Besonders prägend war für die junge Wissenschaftlerin aber ein Aufenthalt in Barcelona, wo Hatice Ceren Ateş am Katalanischen Institut für Nanowissenschaften und Nanotechnologie in einer Forschungsgruppe an der Entwicklung von Biosensoren beteiligt war und innovative Ideen zur Diagnostik kennenlernte.

„Die Auszeichnung wird mir helfen, Sichtbarkeit zu gewinnen und meine
Forschung weiter voranzutreiben.“Hatice Ceren Ateş über den Nachwuchspreis der Gips-Schüle-Stiftung
3 Fragen an Hatice ceren Ateş …

Wann werden Patientinnen und Patienten konkret von Ihren Ergebnissen profitieren können?

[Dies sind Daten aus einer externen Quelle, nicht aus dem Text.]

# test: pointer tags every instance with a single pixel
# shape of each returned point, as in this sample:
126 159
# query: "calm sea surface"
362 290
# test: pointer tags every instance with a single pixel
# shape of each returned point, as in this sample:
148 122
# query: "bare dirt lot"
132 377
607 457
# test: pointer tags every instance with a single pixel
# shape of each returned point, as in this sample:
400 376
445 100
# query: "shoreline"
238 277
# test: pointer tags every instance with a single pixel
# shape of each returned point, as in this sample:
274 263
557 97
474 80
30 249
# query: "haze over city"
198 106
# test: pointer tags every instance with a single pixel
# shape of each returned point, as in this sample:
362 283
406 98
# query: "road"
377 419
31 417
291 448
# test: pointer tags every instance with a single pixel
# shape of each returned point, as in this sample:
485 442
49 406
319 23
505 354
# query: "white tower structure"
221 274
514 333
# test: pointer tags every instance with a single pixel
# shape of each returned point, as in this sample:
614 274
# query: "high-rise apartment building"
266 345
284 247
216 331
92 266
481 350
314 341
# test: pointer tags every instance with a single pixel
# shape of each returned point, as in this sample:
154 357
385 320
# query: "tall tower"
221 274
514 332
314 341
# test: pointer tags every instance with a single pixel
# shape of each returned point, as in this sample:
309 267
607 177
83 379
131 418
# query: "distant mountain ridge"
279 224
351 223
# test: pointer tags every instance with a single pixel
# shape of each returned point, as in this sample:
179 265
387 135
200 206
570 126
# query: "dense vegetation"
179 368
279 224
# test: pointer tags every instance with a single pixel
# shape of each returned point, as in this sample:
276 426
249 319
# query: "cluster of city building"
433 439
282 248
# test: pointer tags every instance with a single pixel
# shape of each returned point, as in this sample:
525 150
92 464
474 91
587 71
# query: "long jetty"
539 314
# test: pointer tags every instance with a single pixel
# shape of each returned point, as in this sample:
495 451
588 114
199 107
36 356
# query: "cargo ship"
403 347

Wir haben unseren Biosensor erfolgreich in Tiermodellen getestet, der nächste große technische Meilenstein ist die Entwicklung eines tragbaren Geräts, das Patienten kontinuierlich in Echtzeit überwachen kann. Realistisch geschätzt wird das weniger als fünf Jahre dauern.
Welche Hürden muss man nehmen, bis innovative Forschung in der Praxis angewandt werden kann?
Die Herausforderung liegt darin, alle wichtigen Akteure zusammenzubringen, um große klinische Studien durchzuführen. Die Technologie macht gute Fortschritte, aber wir brauchen eine enge Zusammenarbeit mit Ärzten und klinischen Partnern, um ihre Vorteile in der realen Patientenversorgung zu validieren.
Was wünschen Sie sich für Ihre berufliche Zukunft?
Ich sehe meine Zukunft an der spannenden Schnittstelle zwischen Wissenschaft, angewandter Technik und klinischer Praxis. Meine Vision ist es, die Datenerfassung, -analyse und -interpretation in einem nahtlosen System für eine proaktive Gesundheitsversorgung zu vereinen, das zugänglich und benutzerfreundlich ist.